Salah satu kendala yang dihadapi para pejalanan dimana tiada hari tanpa gadget adalah sinyal. Terutama yang setiap saat harus berurusan untuk komunikasi dengan pihak pihak lain. Dan susahnya di beberapa tempat di pulau Kalimantan sering kita menjumpai daerah daerah yang minim sinyal.

Saya teringat cerita seorang teman beberapa tahun lalu ketika melakukan perjalanan di Bukit Tekenang. Dia menggunakan kartu dari salah satu provider terbesar di Indonesia. Setelah beberapa hari tidak ada sinyal dan ketika di Bukit Tekenang ternyata sinyal full. Tapi tulisannya bukan tulisan provider Indonesia, tapi dari negeri seberang. Karena saat itu belum terlalu paham, jadi ketika ada telpon dari kerabat masuk dan dia angkat, ndak sampai terlalu lama berbicara telpon mati. Dan setelah itu dia mencoba menelpon ulang tapi tidak bisa. Dicoba cek pulsa ternyata pulsa yang menurut dia tadi masih sekitar 50 ribuan sudah habis ludes. Eaaaa.. ternyata kena roaming hahahaha…

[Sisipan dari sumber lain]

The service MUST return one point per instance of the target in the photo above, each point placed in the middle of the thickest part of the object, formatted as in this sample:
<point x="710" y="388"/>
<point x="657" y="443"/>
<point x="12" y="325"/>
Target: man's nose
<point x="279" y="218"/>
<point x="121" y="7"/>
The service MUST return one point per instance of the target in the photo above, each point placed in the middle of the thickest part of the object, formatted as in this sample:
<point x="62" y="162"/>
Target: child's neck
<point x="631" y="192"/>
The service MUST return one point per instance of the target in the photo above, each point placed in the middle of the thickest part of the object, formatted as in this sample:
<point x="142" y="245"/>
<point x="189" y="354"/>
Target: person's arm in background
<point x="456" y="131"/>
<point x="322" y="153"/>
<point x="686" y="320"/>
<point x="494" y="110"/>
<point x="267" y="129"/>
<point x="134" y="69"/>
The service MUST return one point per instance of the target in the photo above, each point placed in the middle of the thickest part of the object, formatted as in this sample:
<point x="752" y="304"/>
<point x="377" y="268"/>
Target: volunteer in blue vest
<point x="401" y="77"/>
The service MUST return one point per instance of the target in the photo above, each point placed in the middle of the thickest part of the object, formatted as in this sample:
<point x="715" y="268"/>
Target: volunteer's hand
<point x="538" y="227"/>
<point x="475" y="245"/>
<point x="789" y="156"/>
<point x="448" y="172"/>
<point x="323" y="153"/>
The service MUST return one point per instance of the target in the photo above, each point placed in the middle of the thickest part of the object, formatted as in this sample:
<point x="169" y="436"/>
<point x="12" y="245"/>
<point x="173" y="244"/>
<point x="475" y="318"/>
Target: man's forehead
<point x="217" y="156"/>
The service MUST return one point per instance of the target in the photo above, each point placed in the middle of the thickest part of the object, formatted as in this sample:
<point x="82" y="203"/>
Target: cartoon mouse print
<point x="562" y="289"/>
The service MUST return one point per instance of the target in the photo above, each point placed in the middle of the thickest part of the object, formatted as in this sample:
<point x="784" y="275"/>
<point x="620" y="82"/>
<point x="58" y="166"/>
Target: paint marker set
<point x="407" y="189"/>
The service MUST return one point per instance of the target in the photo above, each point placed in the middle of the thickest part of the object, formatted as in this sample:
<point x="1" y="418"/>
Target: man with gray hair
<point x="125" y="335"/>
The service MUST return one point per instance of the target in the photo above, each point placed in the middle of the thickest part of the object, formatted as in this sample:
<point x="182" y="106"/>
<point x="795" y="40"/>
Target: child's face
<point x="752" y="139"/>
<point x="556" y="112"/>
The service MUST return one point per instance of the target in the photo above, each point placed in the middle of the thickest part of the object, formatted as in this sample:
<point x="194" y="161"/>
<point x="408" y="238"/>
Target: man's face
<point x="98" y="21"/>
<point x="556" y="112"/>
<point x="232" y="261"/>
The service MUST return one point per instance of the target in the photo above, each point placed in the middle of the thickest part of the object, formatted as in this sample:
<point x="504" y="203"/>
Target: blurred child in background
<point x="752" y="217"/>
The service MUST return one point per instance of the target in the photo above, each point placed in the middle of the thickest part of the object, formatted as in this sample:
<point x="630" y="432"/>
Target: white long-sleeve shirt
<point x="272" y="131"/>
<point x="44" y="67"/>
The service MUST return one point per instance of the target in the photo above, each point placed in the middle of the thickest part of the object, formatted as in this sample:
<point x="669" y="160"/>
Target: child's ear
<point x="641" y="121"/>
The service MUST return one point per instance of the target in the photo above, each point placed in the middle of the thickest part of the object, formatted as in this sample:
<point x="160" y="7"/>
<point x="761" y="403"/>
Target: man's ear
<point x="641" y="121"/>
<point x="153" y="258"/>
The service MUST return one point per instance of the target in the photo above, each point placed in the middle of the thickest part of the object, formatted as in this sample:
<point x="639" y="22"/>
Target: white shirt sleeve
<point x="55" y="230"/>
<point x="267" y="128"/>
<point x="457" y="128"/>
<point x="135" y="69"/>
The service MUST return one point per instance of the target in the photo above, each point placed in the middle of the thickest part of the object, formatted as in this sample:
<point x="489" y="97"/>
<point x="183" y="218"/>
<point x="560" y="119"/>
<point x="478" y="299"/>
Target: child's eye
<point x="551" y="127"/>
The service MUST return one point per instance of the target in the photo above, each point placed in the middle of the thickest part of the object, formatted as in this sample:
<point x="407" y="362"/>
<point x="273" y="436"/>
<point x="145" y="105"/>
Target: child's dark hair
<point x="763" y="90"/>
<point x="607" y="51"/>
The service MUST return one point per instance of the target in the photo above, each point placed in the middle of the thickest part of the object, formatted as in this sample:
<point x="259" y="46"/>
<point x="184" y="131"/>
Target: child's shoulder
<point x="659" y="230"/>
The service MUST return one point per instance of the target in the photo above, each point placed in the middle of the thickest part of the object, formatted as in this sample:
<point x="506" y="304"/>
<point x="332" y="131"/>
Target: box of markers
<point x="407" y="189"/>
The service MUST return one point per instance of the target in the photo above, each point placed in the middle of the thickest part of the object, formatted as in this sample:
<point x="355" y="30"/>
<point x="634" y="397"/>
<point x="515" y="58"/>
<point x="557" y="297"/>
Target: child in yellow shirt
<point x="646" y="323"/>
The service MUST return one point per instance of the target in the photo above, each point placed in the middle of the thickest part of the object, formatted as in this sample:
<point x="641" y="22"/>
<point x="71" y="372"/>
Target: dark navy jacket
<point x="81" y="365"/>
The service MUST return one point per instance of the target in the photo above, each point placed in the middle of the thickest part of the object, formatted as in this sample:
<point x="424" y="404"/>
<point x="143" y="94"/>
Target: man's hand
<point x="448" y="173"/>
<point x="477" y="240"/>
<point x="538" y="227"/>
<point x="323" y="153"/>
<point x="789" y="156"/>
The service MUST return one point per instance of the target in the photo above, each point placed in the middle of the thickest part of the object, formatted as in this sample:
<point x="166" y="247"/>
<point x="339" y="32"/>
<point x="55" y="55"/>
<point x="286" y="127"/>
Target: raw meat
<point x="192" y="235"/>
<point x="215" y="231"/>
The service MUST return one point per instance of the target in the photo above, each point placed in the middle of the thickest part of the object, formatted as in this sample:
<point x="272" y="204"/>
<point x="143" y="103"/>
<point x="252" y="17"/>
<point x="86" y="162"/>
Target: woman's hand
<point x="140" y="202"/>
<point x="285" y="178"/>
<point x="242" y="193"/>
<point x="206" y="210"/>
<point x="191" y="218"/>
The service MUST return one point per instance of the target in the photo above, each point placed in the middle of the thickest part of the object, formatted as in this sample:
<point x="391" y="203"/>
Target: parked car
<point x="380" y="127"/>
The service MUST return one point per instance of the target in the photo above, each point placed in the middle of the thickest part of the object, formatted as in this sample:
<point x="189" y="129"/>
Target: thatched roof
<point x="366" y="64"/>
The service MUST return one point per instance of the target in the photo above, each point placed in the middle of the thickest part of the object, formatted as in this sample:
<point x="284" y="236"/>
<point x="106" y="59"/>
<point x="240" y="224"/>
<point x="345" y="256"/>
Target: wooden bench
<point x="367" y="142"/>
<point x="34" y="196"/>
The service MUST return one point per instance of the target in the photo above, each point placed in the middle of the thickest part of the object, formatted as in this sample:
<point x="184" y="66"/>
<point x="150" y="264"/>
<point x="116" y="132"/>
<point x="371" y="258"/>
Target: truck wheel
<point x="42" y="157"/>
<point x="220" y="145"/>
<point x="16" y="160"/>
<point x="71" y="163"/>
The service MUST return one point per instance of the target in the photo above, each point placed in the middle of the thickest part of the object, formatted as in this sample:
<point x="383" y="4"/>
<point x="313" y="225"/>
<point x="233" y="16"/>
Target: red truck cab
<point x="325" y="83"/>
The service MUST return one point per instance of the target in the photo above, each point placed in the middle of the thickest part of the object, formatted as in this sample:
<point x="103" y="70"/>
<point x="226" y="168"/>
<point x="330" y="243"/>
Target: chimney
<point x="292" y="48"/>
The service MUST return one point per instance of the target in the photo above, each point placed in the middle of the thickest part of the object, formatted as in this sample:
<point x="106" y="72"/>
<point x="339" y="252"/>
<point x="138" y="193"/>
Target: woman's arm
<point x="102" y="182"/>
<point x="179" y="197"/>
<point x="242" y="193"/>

Tahun 2011 lalu ketika melakukan perjalanan hampir selama 3 minggu di sekitar Kapuas Hulu juga pasrah aja pas ndak ada sinyal buat berkomunikasi. Handphone paling digunakan untuk mendengarkan musik selama perjalanan sampai baterai habis.

Desember 2015 kemarin, ketika kami berada di rumah panjang Keluin, Kapuas Hulu, lokasi dikelilingi bukit sehingga komunikasi dengan telpon hampir tidak bisa. Tapi sekarang dengan semakin terbiasa kita menggunakan koneksi internet untuk berkomunikasi dan berbagi cerita melalui media sosial semakin kita membutuhkan koneksi internet. Rasanya ada yang kurang kalau foto pagi ini tidak di share ke teman-teman lainnya. Ada pula yang karena kebutuhan bisnis terpaksa harus sering mencari sinyal untuk berkoordinasi tentang pekerjaannya.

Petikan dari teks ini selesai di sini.